It is plausible based on the discussion above that high level pertussis-specific IgE in serum may serve as a biomarker of risk for breakthrough pertussis infection and disease amongst vaccinated children, and this possibility could be tested prospectively, or perhaps retrospectively with existing serum repositories. If this Sodium Phenylbutyrate is proven, it would provide a rationale for adjuvantising DTaP formulations, for example by the inclusion of a chemically defined TLR agonist of the type shown to be capable of binding to the Th2-skewing alum component of the vaccine with resultant attenuation of its Th2-stimulatory properties [45]. An alternative possibility would be to reintroduce DTwP as the first vaccine in the infant DTaP priming schedule, provided regulatory approval could be obtained.
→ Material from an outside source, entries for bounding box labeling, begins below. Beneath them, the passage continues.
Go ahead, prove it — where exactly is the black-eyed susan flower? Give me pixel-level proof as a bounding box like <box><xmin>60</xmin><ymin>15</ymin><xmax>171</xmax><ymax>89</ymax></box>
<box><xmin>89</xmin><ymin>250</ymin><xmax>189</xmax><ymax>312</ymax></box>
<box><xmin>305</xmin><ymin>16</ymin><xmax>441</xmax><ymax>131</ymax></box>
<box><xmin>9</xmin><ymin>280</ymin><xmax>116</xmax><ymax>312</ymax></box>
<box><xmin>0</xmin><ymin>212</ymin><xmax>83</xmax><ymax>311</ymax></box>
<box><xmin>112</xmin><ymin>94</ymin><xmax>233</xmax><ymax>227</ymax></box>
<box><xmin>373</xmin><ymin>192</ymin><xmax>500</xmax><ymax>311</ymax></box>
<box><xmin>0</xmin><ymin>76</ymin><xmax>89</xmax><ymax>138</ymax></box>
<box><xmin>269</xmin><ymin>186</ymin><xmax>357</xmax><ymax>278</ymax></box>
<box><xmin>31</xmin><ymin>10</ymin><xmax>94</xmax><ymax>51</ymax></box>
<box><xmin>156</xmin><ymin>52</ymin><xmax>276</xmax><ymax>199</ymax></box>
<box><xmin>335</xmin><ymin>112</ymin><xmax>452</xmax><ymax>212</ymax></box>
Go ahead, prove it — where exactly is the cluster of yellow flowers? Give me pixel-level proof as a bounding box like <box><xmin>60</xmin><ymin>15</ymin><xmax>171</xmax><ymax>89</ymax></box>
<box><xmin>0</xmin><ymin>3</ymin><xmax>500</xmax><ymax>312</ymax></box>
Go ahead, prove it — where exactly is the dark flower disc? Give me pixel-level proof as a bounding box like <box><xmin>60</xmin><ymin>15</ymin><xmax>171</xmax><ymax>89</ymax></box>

Since submission of this manuscript a retrospective analysis capturing all nationally reported US pertussis cases 1990–2014 has appeared (editorialised in http://dx.doi.org.ezproxy.lib.ncyu.edu.tw/10.1001/jamapediatrics.2016.0157) suggesting that the waning of resistance to pertussis in previously vaccinated children during adolescence is significantly reduced in those who received at least some DTwP dose(s) during infant priming.
Since submission of this manuscript a retrospective analysis capturing all nationally reported US pertussis cases 1990–2014 has appeared (editorialised in http://dx.doi.org.ezproxy.lib.ncyu.edu.tw/10.1001/jamapediatrics.2016.0157) suggesting that the waning of resistance to pertussis in previously vaccinated children during adolescence is significantly reduced in those who received at least some DTwP dose(s) during infant priming.